Japanese memory chip companies are delaying plans to expand their fabrication plants, responding to the continuing decline of memory prices.

2 min read
Japanese memory companies are delaying plans to expand their fabrication plants, responding to the continuing decline of memory prices.

Hitachi (HIT) and Toshiba will postpone opening new "fabs" for 64-megabit chips because falling memory revenues don't justify the investment costs, according to a report in Japan's Nihon Keizai Shimbun.

Fujitsu and Mitsubishi, meanwhile, may also cut capital spending by 10 to 20 percent in the coming year.

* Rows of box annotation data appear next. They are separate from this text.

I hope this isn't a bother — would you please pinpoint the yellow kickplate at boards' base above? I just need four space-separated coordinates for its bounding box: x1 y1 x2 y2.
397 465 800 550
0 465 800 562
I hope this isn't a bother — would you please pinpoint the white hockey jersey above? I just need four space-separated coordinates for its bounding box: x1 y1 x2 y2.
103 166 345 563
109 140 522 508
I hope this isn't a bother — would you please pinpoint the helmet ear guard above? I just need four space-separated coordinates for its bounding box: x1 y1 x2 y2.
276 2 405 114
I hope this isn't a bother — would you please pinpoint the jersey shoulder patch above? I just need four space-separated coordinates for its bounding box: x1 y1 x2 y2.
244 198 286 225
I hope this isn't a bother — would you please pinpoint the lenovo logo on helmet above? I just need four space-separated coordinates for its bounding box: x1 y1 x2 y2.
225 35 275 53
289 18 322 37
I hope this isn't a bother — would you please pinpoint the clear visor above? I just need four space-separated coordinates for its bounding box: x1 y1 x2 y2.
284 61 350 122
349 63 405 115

The change in plans comes as a result of the continuing slide in memory pricing. An excess of manufacturing capacity developed in 1995. In turn, this has resulted in a glut of memory, rock-bottom pricing, and lower revenues for manufacturers.

Lower prices, however disastrous for the manufacturers, have been a boon for consumers, who have experienced lower desktop prices as a result of the glut.

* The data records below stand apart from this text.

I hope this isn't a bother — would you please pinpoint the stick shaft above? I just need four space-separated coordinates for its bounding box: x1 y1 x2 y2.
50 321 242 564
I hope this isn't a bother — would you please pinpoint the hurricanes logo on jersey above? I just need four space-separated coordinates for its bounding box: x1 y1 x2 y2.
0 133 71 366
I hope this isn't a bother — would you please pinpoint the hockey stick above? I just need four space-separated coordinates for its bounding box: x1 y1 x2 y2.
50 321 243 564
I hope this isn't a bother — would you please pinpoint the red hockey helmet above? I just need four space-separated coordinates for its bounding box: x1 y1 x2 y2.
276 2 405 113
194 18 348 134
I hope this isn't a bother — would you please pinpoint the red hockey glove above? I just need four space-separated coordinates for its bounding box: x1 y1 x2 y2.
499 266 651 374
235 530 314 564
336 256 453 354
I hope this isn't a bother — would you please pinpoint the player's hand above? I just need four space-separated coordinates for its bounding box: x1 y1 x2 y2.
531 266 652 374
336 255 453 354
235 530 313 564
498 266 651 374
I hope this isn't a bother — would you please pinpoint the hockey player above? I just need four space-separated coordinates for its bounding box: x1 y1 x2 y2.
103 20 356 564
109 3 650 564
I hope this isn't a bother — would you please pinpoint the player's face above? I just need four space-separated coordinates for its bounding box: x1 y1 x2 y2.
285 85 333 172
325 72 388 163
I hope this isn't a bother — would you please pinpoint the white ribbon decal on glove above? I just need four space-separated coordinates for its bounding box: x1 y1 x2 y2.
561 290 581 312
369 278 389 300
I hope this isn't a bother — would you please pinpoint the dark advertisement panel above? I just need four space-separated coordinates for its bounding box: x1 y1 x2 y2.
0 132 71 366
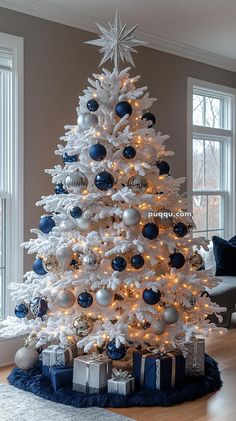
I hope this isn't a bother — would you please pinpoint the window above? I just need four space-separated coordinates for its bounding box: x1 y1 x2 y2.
188 78 235 239
0 33 23 320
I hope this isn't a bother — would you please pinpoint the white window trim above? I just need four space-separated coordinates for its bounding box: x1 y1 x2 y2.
0 33 24 315
187 77 236 238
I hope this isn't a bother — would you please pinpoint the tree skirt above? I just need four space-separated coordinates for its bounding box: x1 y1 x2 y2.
8 355 222 408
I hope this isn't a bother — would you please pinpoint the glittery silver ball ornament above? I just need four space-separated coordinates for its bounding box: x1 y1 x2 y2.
15 346 39 370
127 175 148 193
164 307 179 325
72 314 93 339
152 319 166 335
56 289 75 308
187 251 204 270
95 288 114 307
42 254 59 272
77 113 98 130
122 208 141 227
65 171 88 193
83 251 99 270
153 208 173 229
56 245 73 270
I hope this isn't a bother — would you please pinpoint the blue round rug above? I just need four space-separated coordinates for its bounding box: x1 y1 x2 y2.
8 355 222 408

64-megabit DRAM chips began the year at $75 before dropping to $57 by the end of the second quarter and $49 at the end of the third quarter. More recently, the chips cost just about $30, according to Dataquest analyst Mark Giudici.

"We expect them to continue to come down over time," Giudici said, predicting 64-megabit DRAMs would be priced around $21 by the end of 1998.

"That's the normal earnings curve of the introductory phase, where you see a pretty steep shift."

64-megabit DRAMs are mostly used in servers and workstations today, but will start popping up in desktop computers next year.

Currently, 16-megabit memory chips are prevalent in the PC industry. 64-megabit chips can pack four times as much data onto a single chip, giving a standard-size memory module four times the capacity. In 1998, new modules containing 64-megabit memory chips will allow PCs that currently come with 16 megabytes (MB) of memory to include 64MB.

Prices in 16-megabit chips have been in a similar slump. 16-megabit chips have dropped from the $12 range in early 1996 to above $7 at the start of 1997. Current prices are as low as $4 a unit in the spot, or surplus, market.

To add to manufacturers' woes, a South Korean government study recently concluded that aggressive sales of 16-megabit chips--currently underway as manufacturers move to liquidate supply--could detract from sales of 64-megabit memory chips, and thus lead to a glut in the higher-capacity chip next year.